The paper "HeatViT: Hardware-Efficient Adaptive Token Pruning for Vision Transformers" addresses the challenge of deploying vision transformers (ViTs) on resource-constrained edge devices, such as embedded FPGAs, by introducing a framework called HeatViT.
Vision transformers have demonstrated significant advancements in computer vision tasks; however, their complex architectures often result in high computational and memory demands, which limit their practical use on less capable hardware. HeatViT tackles this issue by utilizing a novel token pruning strategy that enhances both efficiency and performance.
Key Contributions:
- Adaptive Token Pruning:
- The paper presents a unique attention-based multi-head token selector. This component is strategically integrated before transformer blocks to dynamically prune non-essential tokens from input images. This adaptive pruning is crucial for reducing computational load without significantly sacrificing accuracy.
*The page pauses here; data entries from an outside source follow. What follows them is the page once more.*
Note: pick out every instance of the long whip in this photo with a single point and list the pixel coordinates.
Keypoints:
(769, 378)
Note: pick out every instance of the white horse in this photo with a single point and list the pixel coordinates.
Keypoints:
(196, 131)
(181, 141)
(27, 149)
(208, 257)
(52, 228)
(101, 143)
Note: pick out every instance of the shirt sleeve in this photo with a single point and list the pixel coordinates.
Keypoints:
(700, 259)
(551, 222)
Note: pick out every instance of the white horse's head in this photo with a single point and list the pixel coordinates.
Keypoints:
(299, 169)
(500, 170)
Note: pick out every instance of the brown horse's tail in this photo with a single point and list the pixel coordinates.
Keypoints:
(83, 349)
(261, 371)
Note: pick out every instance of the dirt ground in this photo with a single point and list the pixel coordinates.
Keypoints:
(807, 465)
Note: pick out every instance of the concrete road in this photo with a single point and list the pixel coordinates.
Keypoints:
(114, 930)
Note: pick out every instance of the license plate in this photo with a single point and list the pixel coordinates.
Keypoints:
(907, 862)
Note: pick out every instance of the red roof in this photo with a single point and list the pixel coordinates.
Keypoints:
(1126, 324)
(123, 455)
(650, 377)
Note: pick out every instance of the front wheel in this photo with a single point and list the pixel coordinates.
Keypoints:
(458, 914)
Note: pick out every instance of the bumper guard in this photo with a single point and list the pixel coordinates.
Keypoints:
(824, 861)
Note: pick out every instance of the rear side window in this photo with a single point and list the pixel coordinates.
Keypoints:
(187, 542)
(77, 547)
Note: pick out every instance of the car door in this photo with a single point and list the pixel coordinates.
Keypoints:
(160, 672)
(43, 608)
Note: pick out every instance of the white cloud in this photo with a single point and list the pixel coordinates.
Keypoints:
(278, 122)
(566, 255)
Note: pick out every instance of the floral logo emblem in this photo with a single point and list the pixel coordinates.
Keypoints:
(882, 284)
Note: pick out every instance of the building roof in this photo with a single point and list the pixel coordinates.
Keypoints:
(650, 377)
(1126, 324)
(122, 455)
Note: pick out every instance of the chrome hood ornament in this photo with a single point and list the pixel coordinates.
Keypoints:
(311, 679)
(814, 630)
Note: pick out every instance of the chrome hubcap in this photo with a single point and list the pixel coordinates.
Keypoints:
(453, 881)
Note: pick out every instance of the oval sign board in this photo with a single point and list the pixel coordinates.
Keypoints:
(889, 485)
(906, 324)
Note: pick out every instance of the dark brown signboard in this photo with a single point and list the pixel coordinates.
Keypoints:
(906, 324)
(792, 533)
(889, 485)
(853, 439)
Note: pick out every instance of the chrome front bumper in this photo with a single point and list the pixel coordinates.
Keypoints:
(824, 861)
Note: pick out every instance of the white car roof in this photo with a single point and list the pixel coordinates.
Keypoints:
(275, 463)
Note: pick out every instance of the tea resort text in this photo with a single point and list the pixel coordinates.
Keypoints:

- Hardware Implementation:
- The token selector is implemented on hardware by introducing control logic that heavily relies on existing components of the backbone ViT architecture. This approach maximizes resource reuse and efficiency.
- Quantization Techniques:
- To further enhance hardware efficiency, the authors employ 8-bit fixed-point quantization. Additionally, they propose polynomial approximations to mitigate quantization errors for ViTs' nonlinear functions, maintaining the required accuracy.
- Latency-Aware Training Strategy:
- The implementation incorporates a multi-stage training process that is latency-aware. This strategy optimizes the placement of token selectors within the transformer blocks and fine-tunes the pruning rates. As a result, it achieves an optimal balance between model accuracy and inference speed.
Performance Benefits:
- Compared to previous ViT pruning methodologies, HeatViT achieves between 0.7% and 8.9% higher accuracy at equivalent computation costs. Alternatively, for a similar level of accuracy, HeatViT reduces computational demands by 28.4% to 65.3% on several popular ViT models, such as DeiT-T, DeiT-S, DeiT-B, LV-ViT-S, and LV-ViT-M, all evaluated on the ImageNet dataset.
- The hardware accelerator implementations show impressive speedup results on the Xilinx ZCU102 FPGA, with improvements ranging from 3.46 to 4.89 times compared to baseline hardware.
Overall, HeatViT presents a significant advancement in making vision transformers more viable for edge computation scenarios, offering enhanced performance without the need for additional expensive resources.